Case ID: ky-op_13/html/0378-01.html
Source: Caselaw Access Project
Author: {"author": "Judge Hines :", "license": "Public Domain", "url": "https://static.case.law/"}
Date Created: 2024-08-24T03:29:51.129683

Lynn, Admr., v. Nancy Kenedy.
    [Abstract Kentucky Law Reporter, Vol. 6—657.]
    Construction of Terms of a Will.
    A will providing that “I give and devise unto my son (naming him) all my estate, real, personal and mixed in possession, remainder and reversion wheresoever situated (excepting certain property). Should, however, my son die without leaving issue then living, it is my purpose to bestow my estate, for the purpose of benefiting orphan children. Therefore, upon the conditions aforesaid I will and bequeath the estate duly given to my son to the founding and endowing an Orphan Asylum,” etc.

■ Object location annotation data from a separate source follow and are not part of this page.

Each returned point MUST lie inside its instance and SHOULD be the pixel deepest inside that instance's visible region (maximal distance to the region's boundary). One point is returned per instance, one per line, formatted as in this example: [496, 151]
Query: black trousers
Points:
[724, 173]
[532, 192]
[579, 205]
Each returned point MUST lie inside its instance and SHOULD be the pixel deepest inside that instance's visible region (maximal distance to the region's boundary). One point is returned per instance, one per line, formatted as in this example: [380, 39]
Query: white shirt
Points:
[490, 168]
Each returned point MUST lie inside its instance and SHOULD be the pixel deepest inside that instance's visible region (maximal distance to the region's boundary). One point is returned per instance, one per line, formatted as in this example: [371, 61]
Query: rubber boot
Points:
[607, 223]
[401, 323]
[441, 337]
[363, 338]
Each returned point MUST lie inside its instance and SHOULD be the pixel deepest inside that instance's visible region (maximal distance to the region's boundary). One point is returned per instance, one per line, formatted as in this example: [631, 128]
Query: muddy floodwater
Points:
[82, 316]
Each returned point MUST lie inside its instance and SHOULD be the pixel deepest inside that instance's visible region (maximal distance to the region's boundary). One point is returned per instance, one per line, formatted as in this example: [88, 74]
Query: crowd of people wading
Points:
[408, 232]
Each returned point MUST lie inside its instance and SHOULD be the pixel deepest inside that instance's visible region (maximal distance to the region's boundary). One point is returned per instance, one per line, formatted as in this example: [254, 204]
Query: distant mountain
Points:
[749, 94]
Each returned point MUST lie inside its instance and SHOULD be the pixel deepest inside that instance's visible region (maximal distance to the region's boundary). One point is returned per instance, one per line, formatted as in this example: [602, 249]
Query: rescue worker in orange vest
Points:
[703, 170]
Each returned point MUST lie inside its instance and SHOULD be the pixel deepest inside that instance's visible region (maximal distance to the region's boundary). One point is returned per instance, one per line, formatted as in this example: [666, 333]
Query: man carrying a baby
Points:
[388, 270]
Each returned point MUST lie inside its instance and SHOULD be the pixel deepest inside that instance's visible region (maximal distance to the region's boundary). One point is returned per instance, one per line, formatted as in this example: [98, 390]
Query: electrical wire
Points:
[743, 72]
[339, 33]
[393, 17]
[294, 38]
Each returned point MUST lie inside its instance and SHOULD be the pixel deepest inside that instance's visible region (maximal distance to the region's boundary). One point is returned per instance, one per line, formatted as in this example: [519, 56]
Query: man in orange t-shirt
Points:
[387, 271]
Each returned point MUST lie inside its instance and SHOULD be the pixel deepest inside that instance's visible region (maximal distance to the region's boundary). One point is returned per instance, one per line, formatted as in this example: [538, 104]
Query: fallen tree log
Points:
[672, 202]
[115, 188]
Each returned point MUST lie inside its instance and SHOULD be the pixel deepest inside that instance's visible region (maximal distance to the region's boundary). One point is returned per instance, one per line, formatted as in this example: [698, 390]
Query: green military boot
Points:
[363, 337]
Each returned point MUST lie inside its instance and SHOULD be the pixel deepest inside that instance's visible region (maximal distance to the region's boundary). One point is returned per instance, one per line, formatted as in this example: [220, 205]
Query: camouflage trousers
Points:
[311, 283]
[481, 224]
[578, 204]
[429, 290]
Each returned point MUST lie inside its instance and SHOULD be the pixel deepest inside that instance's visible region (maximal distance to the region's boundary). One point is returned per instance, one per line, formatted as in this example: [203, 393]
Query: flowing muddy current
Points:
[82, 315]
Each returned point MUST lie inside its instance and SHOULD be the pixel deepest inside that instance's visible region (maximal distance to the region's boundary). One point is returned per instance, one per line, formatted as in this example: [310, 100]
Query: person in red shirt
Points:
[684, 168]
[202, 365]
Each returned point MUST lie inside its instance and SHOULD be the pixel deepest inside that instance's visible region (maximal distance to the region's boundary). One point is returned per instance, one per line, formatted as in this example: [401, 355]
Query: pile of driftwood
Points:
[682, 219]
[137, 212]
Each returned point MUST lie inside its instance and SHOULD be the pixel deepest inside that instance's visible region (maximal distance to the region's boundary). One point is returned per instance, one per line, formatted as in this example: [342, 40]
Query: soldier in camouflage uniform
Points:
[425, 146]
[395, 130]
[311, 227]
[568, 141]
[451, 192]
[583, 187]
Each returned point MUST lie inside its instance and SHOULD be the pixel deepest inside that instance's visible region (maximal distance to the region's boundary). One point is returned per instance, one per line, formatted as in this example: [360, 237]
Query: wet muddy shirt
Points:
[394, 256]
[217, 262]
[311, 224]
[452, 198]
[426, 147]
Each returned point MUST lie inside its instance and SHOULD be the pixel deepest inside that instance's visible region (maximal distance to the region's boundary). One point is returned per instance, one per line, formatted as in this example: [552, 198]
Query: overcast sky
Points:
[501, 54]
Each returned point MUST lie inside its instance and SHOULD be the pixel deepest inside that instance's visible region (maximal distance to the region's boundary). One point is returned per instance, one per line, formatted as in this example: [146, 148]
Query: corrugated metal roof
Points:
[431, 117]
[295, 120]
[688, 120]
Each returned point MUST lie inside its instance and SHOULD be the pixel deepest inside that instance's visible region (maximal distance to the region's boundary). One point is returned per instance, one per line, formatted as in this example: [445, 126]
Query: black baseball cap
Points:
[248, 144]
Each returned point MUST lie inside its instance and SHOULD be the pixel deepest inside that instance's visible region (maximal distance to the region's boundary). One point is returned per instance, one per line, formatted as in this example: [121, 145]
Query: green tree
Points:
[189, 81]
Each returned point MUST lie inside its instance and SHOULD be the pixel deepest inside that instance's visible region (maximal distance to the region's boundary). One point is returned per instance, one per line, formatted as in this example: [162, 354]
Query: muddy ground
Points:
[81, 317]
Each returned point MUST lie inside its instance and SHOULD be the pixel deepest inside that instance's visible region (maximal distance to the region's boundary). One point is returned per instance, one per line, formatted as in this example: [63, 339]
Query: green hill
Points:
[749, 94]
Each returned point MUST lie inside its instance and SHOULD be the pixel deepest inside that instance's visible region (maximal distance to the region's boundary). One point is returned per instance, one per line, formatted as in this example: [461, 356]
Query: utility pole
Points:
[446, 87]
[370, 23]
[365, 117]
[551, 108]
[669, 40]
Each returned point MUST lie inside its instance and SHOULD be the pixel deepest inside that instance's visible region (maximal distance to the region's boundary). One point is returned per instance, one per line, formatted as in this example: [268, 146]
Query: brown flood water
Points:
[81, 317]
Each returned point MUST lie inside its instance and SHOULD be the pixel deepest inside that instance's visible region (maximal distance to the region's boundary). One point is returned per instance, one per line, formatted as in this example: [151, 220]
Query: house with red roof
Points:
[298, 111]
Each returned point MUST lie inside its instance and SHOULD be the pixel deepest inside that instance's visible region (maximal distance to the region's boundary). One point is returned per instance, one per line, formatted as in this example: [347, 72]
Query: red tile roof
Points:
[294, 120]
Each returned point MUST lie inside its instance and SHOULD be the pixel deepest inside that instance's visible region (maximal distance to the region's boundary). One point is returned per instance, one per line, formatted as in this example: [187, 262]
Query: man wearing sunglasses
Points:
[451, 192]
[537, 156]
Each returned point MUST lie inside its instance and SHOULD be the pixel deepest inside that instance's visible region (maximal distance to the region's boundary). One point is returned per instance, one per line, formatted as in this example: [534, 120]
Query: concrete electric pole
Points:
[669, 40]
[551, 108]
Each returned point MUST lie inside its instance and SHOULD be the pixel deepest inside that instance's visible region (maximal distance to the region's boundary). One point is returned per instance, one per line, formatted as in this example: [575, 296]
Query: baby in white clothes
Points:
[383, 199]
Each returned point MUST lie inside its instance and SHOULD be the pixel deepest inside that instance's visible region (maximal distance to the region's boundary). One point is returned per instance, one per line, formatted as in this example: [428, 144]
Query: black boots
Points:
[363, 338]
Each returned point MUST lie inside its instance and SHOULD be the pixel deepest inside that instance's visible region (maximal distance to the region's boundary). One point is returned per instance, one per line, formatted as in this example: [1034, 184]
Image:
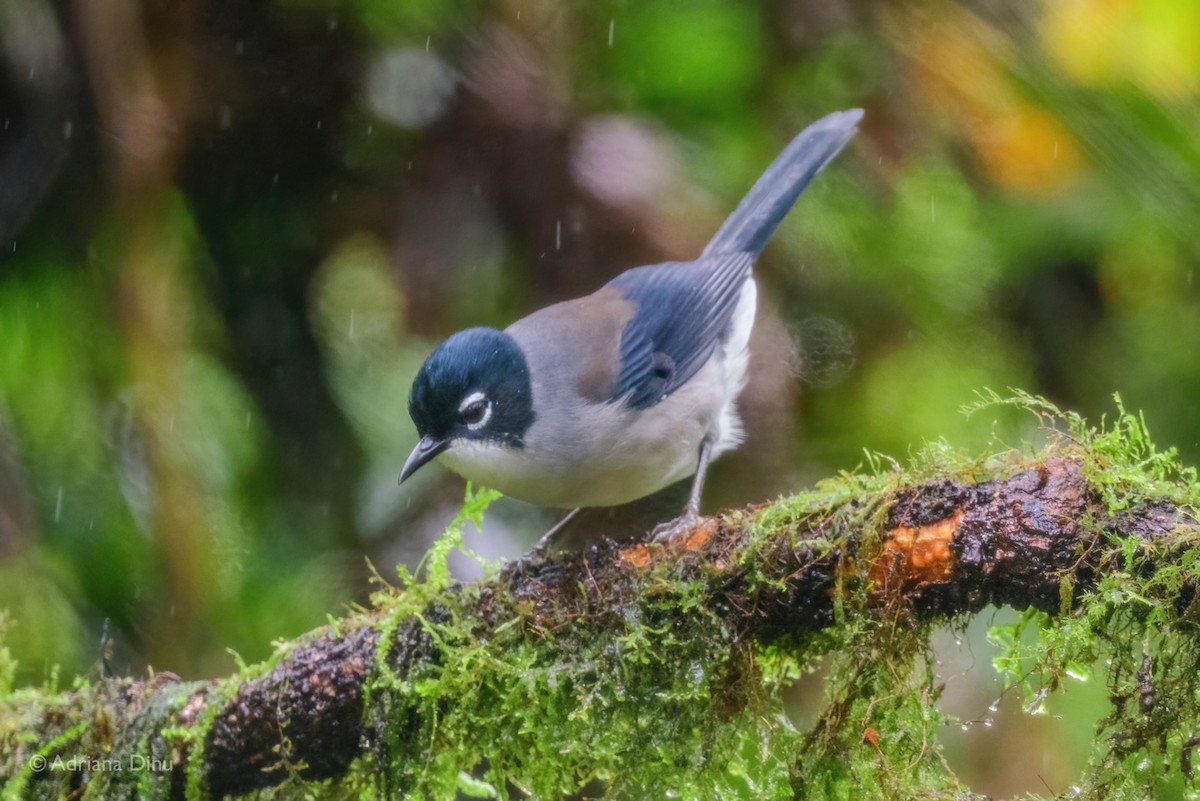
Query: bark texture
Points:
[946, 548]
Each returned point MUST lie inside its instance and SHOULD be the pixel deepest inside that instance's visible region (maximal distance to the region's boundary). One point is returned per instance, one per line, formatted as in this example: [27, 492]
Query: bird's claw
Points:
[672, 530]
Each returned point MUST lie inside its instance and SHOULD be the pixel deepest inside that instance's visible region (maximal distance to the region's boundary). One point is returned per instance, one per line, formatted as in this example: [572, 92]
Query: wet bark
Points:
[947, 547]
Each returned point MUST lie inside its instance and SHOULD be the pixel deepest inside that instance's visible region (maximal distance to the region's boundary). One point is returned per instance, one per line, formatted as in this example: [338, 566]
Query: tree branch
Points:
[943, 547]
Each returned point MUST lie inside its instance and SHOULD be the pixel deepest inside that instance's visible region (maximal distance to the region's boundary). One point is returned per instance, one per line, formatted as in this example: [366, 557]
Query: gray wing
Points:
[682, 311]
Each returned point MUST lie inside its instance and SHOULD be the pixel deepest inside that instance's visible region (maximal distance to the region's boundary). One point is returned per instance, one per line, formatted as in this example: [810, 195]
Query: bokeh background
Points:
[231, 232]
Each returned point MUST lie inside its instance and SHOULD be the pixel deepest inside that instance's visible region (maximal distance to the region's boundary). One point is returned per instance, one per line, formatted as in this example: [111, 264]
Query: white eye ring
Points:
[471, 399]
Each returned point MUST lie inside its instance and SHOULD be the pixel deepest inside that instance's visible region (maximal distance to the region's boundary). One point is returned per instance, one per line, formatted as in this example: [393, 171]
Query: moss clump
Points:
[654, 696]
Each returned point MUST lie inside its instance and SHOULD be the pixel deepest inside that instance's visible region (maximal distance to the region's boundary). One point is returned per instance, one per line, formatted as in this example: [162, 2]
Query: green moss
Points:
[651, 692]
[653, 696]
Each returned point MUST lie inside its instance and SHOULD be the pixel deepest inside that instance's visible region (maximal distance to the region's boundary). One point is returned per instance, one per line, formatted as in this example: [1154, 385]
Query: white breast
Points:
[606, 455]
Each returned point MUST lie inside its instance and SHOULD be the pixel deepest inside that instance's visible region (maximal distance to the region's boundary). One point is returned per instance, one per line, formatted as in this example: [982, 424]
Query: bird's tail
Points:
[773, 194]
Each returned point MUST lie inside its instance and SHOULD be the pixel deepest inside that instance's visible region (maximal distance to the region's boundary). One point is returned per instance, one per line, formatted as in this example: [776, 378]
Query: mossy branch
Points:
[389, 692]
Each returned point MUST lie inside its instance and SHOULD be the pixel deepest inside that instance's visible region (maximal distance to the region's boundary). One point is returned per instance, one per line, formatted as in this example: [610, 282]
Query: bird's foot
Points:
[678, 530]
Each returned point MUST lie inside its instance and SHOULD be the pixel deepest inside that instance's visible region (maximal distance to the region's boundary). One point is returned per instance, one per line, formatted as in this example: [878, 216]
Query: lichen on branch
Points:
[646, 670]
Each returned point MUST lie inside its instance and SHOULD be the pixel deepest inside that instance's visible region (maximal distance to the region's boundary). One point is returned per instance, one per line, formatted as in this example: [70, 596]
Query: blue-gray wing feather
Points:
[683, 311]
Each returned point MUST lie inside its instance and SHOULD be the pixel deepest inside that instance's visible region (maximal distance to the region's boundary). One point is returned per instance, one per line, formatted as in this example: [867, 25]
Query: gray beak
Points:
[425, 451]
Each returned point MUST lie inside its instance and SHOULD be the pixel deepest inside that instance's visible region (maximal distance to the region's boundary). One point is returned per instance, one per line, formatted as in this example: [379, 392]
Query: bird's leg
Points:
[687, 522]
[541, 547]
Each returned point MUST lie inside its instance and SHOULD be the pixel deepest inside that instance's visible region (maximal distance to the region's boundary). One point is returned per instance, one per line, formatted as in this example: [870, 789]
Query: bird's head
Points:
[473, 387]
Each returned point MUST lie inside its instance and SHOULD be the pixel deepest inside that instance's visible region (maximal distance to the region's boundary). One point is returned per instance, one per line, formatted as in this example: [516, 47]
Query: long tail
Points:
[773, 194]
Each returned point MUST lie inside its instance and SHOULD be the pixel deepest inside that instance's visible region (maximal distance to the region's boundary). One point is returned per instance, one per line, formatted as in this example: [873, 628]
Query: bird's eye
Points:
[474, 413]
[474, 410]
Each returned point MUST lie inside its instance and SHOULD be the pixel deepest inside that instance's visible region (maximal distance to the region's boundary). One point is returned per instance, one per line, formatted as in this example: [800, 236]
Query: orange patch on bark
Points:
[917, 555]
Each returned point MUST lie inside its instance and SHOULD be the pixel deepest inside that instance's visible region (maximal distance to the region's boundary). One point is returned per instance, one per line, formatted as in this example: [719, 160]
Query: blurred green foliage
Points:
[222, 260]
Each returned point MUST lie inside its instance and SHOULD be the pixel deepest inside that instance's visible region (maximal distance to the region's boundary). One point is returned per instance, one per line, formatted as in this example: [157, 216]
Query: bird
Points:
[610, 397]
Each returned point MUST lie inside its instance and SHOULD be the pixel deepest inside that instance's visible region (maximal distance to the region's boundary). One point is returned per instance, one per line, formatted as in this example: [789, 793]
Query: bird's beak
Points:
[425, 451]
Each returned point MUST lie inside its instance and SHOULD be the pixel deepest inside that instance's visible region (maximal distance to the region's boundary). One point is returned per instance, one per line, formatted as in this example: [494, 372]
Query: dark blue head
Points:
[474, 386]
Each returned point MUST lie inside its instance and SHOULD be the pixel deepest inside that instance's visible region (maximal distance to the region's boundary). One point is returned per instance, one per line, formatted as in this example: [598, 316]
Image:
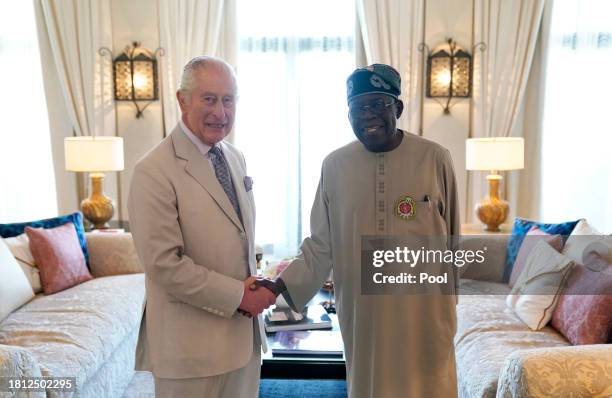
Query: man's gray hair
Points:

After the death of the testatrix the son married and died, leaving ‘no issue alive but leaving a widow, held that the term “issue then living” has reference to the date of the death of the devisee.
    Held, also, that rents accruing on said estate after the death of the testatrix and before the death of the son upon the death of the son belonging to his estate, and that the estate taken by the son was a defeasible fee.
    
      APPEAL FROM KENTON CIRCUIT COURT.
    March 31, 1885.
   Opinion by

Judge Hines :

This case involves the ‘ construction of a will. Mrs. Lynn, a widow of middle age, having a son and only child of eight years of age, executed a will with the following provisions:

“I give and devise unto my son, Joseph K., all my estate, real, personal and mixed, in possession, remainder and reversion wheresoever situated, except the specific bequest hereinafter made. Should, however, my son die without leaving issue then living, it is my purpose to bestow my estate for the purpose of benefiting orphan children. Therefore, upon the conditions aforesaid, I will and bequeath the estate duly given to my son to the founding and endowing an Orphan Asylum,” etc.

The mother, the devisor, lived only a few months after the execution of the will. The son lived to be twenty-three years of age, and died leaving a wife and no children. The question is whether the estate passed to the heirs of the son, Joseph K. Lynn, or to the benefit of designated orphans. The devise is in terms absolute of all estate, real, personal and mixed, with the qualification “should my son die without leaving issue then living, I bequeath the estate hereby given to my son to the founding and endowing an orphan asylum.”

It appears to me that it would have been difficult for the testatrix to have used language more difficult to express the estate given to the son that was used in the section of the will quoted. “Issue then living” can by no possibility have reference to any other time than that of the death of the devisee. This is equally true of the personal as well as of the real estate. The subsequent provision of the will providing that the nominated guardian might account to the devisee when he arrived at the age of twenty-one does not change the destination of the estate as specified whether the estate be real or personal. It does, however, show that the intention of the testatrix was to give the son an absolute right to the use and consequent consumption of the personal estate after he should arrive at the age of twenty-one. The judgment of the court belo^v construing the will to this extent is correct, but as to the disposition of rents and profits of the estate, including income from the Covington and Cincinnati Ferry, which had accumulated in the hands of the guardian of Joseph K. Lynn, the judgment is erroneous. The devise over is of the estate devised to Joseph K. Lynn and not of the rents and profits, which as they accumulated became the absolute property of Joseph K. Lynn, and at his death passed to his personal representative. The estate taken by Joseph K. Lynn in the property devised was a defeasible fee. In such case the profits, unless otherwise disposed of by the will, remain the property of the first devisee and pass to his heir or personal representative. Lynn v. Cleveland’s Admr., 1 Bush 80.

W. Lindsay, Simmons & Schmidt, for appellant.

Judgment reversed and cause remanded for proceedings consistent with this opinion.